Monday, June 8, 2009

Humanity

It's 9.26pm by my watch and I have wasted yet another day filled with unproductivity and exercise.  To balance my couch-bound day (and to make myself look/feel a little less lazy) I did go for a run and participated in African dance at the Center-City Park.  It had live drums, which is always necessary for this type of dance because the drum beats are the conductor.  It was pretty great - but I'm sure I looked nuts.  I tried some of the moves in front of my mirror when I got home and, sure enough, I looked way out of my element.  It was fun nonetheless.  Next week is yoga - ya'll should come!

This concept of humanity has been on my mind since Friday night when I watched a film with my friend about the topic of human trafficking.  It was a theatrical film in that it consisted of scripts, actors, and sets, but the plot was realistic and harshly (yet perhaps accurately) depicted the stories of human traffickers and those who are trafficked.  One of the women in the film, who had been sold into a brothel by a man she was dating, said something that has stuck with me.  She talked about how her and the other girls had seen their humanity ripped away from them.  They had experienced pure humiliation, oppression, and suppression and had violent acts committed against them.  These things demoralized them and deteriorated their feeling of being human.  Without humanity, what were they? Just objects.

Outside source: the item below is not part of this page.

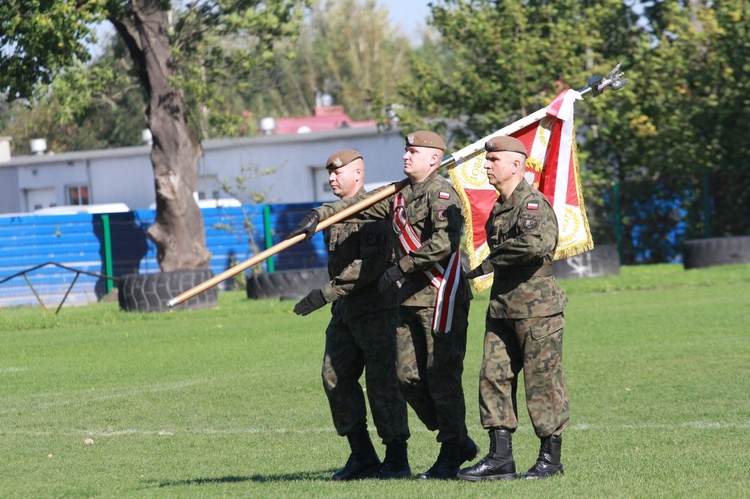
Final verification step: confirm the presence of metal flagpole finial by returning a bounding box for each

So often this is what happens in the midst of oppression.  The demoralizing manipulation of the powerful on those without control.  And it's just so disgusting that someone would take away the one thing that makes her human, the one quality which separates her from the rest of the world, just to make money, to have power, to feel in control.  The human trafficking industry is so big - it's very alarming.  There are so many people involved, transnationally, which make it continue day in and day out.  How do they not see their sisters, mothers, or daughters in the faces of those that they violate?  Because, after all, these women and girls are not machines, but are humans with the ability to hope, aspire, and dream.

2 comments:

  1. Great post. Thank you for your thoughts. Living on the edge of the brothel district can be very heavy for me (of course, I have no idea what these men and women's backgrounds are), and I do a lot of contemplating these issues of humanity and dignity and intrinsic value... from the prostitutes to the street people sleeping on the sidewalks.
    But then I also see how we do the same dehumanization to each other in ways that seem insignificant... I recently was looking out my window at a street guy and a "regular" guy and had the thought that the loss of respect and dignity for ourselves and each other must be one of the things that makes God most sad.